I just completed adding support for AES encryption in Pcompress – whew! On the surface it is simple, just encrypt and decrypt using a password provided by the user. However there are a myriad of security pieces around this that make actual implementations lengthy and involved. First and foremost password based encryption requires a symmetric encryption key to be generated from the user password. This step is fraught with problems. We need to make dictionary attacks reasonably hard even if the user provides a weak password. There is a NIST standard for this called PBKDF2 – Password Based Key Derivation Function 2. However given modern distributed computing techniques, botnets, GPGPUs etc it is still possible to do brute force dictionary attacks practically.
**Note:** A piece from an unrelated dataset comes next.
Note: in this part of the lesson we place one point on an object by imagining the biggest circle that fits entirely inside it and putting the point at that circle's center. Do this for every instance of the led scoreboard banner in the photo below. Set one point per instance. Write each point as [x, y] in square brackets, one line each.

The online cloud back service Tarsnap provides a unique algorithm called Scrypt that attempts to make this hard enough to be impractical due to high resource requirements for the key derivation process.
Using Scrypt is just one step in the process. One also needs to generate a random salt value as input to the key derivation function. One ideally needs to get high-quality random bytes from the operating system’s entropy pool. This can be done using the RAND_bytes() function in OpenSSL. However entropy may not always be available immediately. So if OpenSSL returns a not ready status then we need to use other alternatives. So second good quality option is to use “/dev/urandom“. This will be available on Linux and other Unixes. If for some reason this fails as well then we need another lower quality but reasonable fallback than the simple pseudorandom rand() function in the standard library. I looked around and picked up ideas from the approach used by PHP. The PHP idea also uses a Mersenne Twister which I will add in the future. All this results in a unique key being generated every time Pcompress is invoked even when using the same password. Decryption of course recovers the key used to encrypt the file.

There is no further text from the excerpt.